The Scenario Is Already Operational

Last year, the Department of Defense released details on Project Maven — the AI-assisted targeting program that has been operational in various forms since 2017. The public debate about "AI warfare" treats the technology as hypothetical. It isn't. Autonomous and semi-autonomous systems are already making targeting recommendations, processing sensor data, and accelerating kill chains in ways that have fundamentally altered how the American military conducts operations.

"Operation Epic Fury" is the kind of dramatic label defense analysts use to describe the next-generation version of what's already happening. The name is new. The underlying capability development is a decade old.

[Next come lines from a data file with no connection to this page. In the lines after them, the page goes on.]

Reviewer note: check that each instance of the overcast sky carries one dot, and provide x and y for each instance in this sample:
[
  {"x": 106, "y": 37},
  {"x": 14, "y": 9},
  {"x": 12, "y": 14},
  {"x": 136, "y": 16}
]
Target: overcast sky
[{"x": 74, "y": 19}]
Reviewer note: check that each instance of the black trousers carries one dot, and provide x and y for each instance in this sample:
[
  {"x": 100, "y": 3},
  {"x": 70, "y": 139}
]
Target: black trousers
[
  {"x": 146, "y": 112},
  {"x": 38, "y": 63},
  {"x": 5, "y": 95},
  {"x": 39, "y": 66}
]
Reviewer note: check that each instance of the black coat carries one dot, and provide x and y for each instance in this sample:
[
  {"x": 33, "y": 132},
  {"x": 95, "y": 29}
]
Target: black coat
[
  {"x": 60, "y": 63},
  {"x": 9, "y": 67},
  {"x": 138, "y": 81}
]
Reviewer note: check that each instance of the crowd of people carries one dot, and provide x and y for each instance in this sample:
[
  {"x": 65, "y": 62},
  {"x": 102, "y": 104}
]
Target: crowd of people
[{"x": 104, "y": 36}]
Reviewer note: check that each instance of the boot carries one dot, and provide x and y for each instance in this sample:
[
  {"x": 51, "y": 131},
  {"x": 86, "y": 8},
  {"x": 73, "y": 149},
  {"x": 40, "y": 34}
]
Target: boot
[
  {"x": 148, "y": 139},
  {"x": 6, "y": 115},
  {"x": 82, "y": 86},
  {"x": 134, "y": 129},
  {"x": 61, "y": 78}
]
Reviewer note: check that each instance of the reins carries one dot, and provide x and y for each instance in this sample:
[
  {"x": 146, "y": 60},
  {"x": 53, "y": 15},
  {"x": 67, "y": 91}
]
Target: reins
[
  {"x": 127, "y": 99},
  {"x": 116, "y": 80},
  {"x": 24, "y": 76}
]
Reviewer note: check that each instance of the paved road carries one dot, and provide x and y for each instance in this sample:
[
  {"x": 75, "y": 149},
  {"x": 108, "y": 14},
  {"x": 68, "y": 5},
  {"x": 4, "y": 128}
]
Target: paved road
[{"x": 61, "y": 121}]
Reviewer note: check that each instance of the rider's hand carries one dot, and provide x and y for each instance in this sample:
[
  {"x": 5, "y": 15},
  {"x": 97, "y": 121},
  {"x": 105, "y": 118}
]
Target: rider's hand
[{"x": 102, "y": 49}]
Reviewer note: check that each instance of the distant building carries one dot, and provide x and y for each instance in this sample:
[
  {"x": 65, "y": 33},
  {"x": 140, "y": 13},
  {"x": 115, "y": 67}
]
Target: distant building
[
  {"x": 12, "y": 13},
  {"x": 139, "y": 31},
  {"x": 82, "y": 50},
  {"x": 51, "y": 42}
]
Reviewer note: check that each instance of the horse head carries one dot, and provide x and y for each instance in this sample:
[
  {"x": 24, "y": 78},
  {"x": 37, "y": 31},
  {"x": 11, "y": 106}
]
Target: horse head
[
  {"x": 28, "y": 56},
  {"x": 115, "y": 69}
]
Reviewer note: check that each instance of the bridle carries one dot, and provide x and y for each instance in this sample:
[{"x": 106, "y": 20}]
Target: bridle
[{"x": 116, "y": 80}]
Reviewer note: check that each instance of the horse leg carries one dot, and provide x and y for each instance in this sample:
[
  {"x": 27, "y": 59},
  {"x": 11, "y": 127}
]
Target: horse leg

The argument for proceeding aggressively with military AI is not complicated: adversaries are. China's People's Liberation Army has made AI-enabled warfare a stated strategic priority. Russia, despite its performance in Ukraine, is investing heavily in autonomous systems. Neither Beijing nor Moscow is waiting for a global ethics consensus before deploying these tools. The only question is whether American forces operate with AI advantage or fight against it.

Where the Real Risk Lives

The critics of military AI tend to focus on two concerns: civilian casualties from autonomous targeting errors, and the destabilizing effect of lowered thresholds for conflict initiation. Both are legitimate. Neither is an argument against development — they're arguments for getting development right, which requires being in the game rather than standing on the sideline calling fouls.

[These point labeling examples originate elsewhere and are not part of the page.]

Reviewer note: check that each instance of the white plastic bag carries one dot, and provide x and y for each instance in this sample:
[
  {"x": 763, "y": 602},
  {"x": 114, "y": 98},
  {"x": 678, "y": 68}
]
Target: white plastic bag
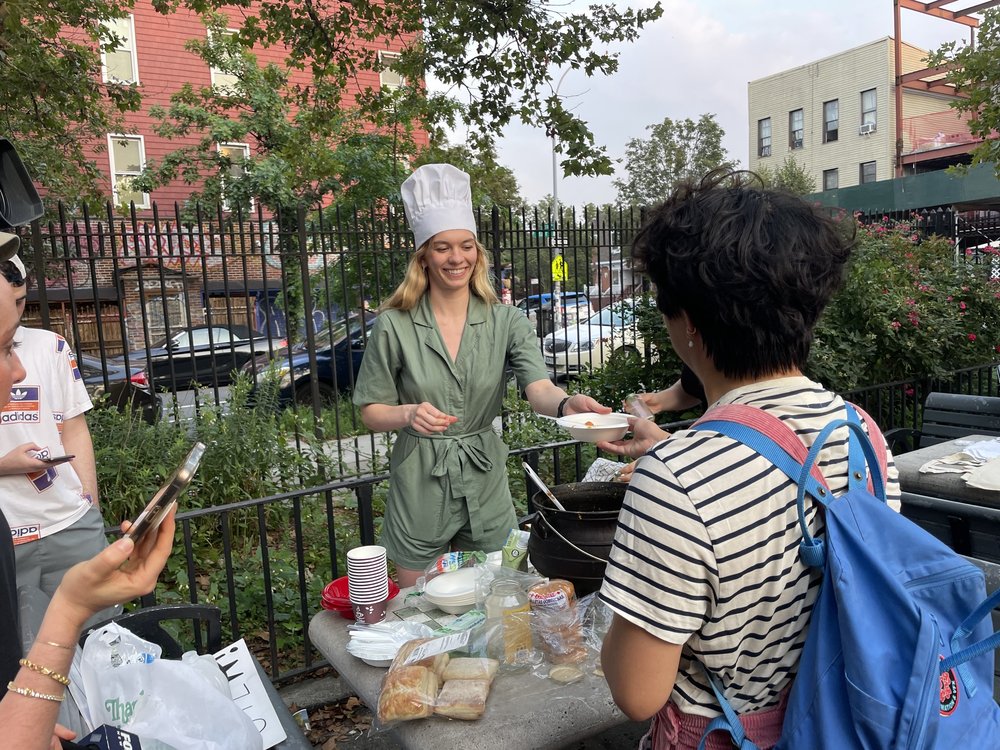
[{"x": 129, "y": 686}]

The more serious risk that gets insufficient attention is infrastructure dependency. Systems that rely on satellite uplinks, cloud processing, and networked data pipelines are systems that can be degraded by adversary action. An AI-enhanced military that loses its network connectivity becomes a military operating on 1990s capability with 2020s cost structure. That is a vulnerability, not a strength, and the Pentagon's acquisition culture has historically been poor at stress-testing systems against realistic degraded-environment scenarios.

I spent time reviewing the Government Accountability Office's 2023 report on autonomous weapon systems, which documented significant gaps in DoD's testing and evaluation frameworks for AI-enabled capabilities. The systems are being fielded faster than the evaluation infrastructure can assess them. That gap is the real operational risk — not the technology itself, but the institutional culture that deploys it before understanding its failure modes.

The Doctrine Problem

America has doctrine for air power, land warfare, and naval operations developed over decades of operational experience and institutional learning. AI-enabled warfare doesn't have equivalent doctrine. The rules of engagement frameworks, the legal authorities, the command accountability structures — they're all being improvised in real time, overlaid on weapon systems that operate at speeds human decision cycles can't match.

This is where intellectual rigor matters more than rhetorical caution. The answer to "AI warfare moves too fast for human oversight" is not to slow the AI. It is to build oversight mechanisms that operate at the relevant timescale — which requires investment, imagination, and a willingness to challenge existing institutional arrangements that the Pentagon's bureaucratic culture resists reflexively.

The promise of AI warfare is real. So are the perils. What the debate needs is less hand-wringing about whether to proceed and more hard thinking about how. America's adversaries have already answered the whether question. We don't get to opt out of the era — only to lead it or lose it.